Par
Nathalie Lejeune, Directrice générale de Fapes Diffusion (ASAC-FAPES).
Les modèles familiaux évoluent plus vite que le droit et les pratiques patrimoniales.
Aujourd’hui la
famille recomposée n’est plus une exception, près de 10 % des enfants mineurs
vivent aujourd’hui dans une famille recomposée. Pourtant, cette réalité
désormais structurelle et stable depuis plusieurs décennies, reste encore
largement absente des cadres juridiques et fiscaux de la transmission, laissant
de nombreuses familles sans réponses adaptées à leurs enjeux patrimoniaux.
C’est précisément ce
décalage qui a été mis en lumière lors du 121ᵉ Congrès des notaires de France,
tenu fin 2025 autour du thème « Famille & créativité notariale :
accompagner les tribus aujourd’hui ». Parmi les propositions fortes figure
la possibilité, pour les familles qui le souhaitent, de reconnaître
juridiquement le lien de beau-parent, via une déclaration volontaire
formalisée. Une avancée symbolique et pratique, qui répond à une mutation sociétale
profonde.
Car si le beau-parent
occupe souvent une place essentielle dans la vie quotidienne de l’enfant -
éducation, accompagnement financier, soutien affectif -, son statut juridique
reste flou, voire inexistant. Il ne dispose ni de droits ni de devoirs directs à
l’égard de l’enfant, et ne peut intervenir qu’à la marge dans l’exercice de
l’autorité parentale. En cas de séparation ou de décès, ce lien construit au
fil des années peut disparaître brutalement, sans reconnaissance ni protection.

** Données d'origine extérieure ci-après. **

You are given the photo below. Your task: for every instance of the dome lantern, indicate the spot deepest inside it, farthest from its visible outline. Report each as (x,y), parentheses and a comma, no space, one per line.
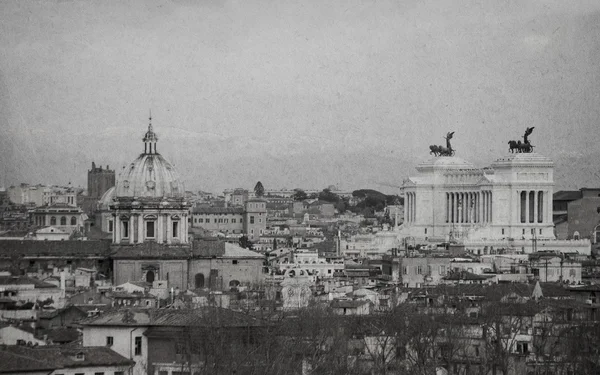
(150,139)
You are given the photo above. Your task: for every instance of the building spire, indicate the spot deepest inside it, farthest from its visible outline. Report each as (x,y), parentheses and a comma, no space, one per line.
(150,138)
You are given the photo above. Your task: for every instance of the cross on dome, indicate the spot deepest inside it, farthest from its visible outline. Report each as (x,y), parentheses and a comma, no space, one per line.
(150,139)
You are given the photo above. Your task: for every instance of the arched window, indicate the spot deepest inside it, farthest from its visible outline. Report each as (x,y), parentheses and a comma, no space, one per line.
(199,280)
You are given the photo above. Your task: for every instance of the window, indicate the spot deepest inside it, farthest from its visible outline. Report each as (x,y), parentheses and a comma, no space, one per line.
(150,229)
(138,345)
(125,225)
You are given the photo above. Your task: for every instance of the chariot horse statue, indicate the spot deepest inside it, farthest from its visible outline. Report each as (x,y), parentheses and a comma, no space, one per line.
(439,150)
(526,146)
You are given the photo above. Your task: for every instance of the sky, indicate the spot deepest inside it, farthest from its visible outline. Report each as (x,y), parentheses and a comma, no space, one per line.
(296,93)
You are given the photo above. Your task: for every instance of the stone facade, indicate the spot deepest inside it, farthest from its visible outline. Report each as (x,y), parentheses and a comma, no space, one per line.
(452,199)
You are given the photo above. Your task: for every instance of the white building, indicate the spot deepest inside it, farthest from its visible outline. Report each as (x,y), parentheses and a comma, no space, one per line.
(507,205)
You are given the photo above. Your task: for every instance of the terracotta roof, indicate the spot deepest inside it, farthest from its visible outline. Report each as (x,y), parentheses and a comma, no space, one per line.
(60,335)
(348,304)
(235,251)
(218,210)
(465,275)
(566,195)
(17,358)
(208,248)
(151,250)
(24,280)
(206,316)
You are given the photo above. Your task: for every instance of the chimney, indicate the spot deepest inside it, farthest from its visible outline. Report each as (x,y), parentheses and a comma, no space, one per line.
(62,280)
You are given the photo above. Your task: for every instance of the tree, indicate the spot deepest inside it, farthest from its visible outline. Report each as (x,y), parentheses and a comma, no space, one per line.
(259,190)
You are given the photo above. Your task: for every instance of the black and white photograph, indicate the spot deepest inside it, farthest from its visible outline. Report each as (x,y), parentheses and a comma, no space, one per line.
(285,187)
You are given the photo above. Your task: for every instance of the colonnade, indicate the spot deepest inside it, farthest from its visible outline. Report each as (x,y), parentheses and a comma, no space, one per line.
(469,207)
(137,228)
(531,206)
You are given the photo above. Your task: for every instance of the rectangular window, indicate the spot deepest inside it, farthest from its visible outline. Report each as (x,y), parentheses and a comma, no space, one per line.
(138,345)
(522,348)
(125,229)
(150,229)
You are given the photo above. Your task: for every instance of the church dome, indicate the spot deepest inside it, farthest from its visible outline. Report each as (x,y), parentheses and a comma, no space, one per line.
(150,175)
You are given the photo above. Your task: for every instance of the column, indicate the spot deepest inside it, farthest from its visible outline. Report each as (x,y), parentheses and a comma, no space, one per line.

Sauf adoption, souvent inadaptée dans les situations familiales, le beau-parent
ne peut, en effet, transmettre qu’au prix d’une fiscalité assez pénalisante,
assimilée à celle entre personnes sans lien de parenté.
Reconnaître la
beau-parentalité : un enjeu social et aussi un levier patrimonial et fiscal
Un frein manifeste à la
transmission volontaire et anticipée qui fait écho aux attentes exprimées par
les Français eux-mêmes. Selon l’Observatoire des solidarités
intergénérationnelles mené par l’IFOP pour ASAC-FAPES, près de six Français sur
dix envisagent ou ont déjà réalisé une transmission de leur vivant, et plus de
70 % estiment être en mesure de léguer un héritage à l’avenir. Dans les
familles recomposées, cette volonté largement partagée se heurte pourtant à des
obstacles juridiques et fiscaux particulièrement dissuasifs.
La proposition portée par les notaires vise précisément à répondre à cette impasse. En reconnaissant juridiquement le lien de beau-parent, elle entend offrir une alternative à l’adoption lorsqu’elle n’est ni souhaitée ni pertinente, tout en sécurisant et en facilitant la transmission patrimoniale au sein des familles recomposées. Elle ouvrirait également la voie à une harmonisation de la fiscalité successorale, notamment par l’octroi d’un abattement équivalent à celui applicable entre parents et enfants, soit
100 000 euros. On pourrait aussi
imaginer l’extension du dispositif de don « Sarkozy » qui permet de transmettre
jusqu’à 31 865€ en exonération totale de droits au profit d’un enfant sous
réserve que le donateur ait moins de 80 ans et que le bénéficiaire soit majeur.
Deux moyens de faciliter la transmission intergénérationnelle !
Adapter le patrimoine
aux « tribus » familiales
À l’heure où les
évolutions sociales et démographiques redessinent en profondeur la cellule
familiale, il devient indispensable de repenser les outils juridiques et
fiscaux afin de protéger, encadrer et valoriser cette diversité. La famille
d’aujourd’hui est plurielle ; le droit patrimonial doit désormais en être le
reflet.
C’est d’ailleurs dans
cette logique, qu’une proposition de loi actuellement examinée au Sénat vise à
instaurer une égalité de traitement fiscal entre parents et beaux-parents,
traduisant une prise de conscience progressive du législateur face à la diversité
des configurations familiales contemporaines.
Car la transmission patrimoniale ne peut plus reposer sur un modèle familial unique, hérité d’une autre époque. Elle doit désormais intégrer et s’adapter à la réalité des familles pluri-parentales, recomposées, choisies, où les liens affectifs et éducatifs ne coïncident pas toujours avec les liens biologiques. Reconnaître la beau-parentalité, c’est offrir un cadre protecteur, apaisé et cohérent aux familles concernées. C’est aussi permettre une gestion patrimoniale plus juste, plus fluide et plus conforme aux intentions réelles des familles.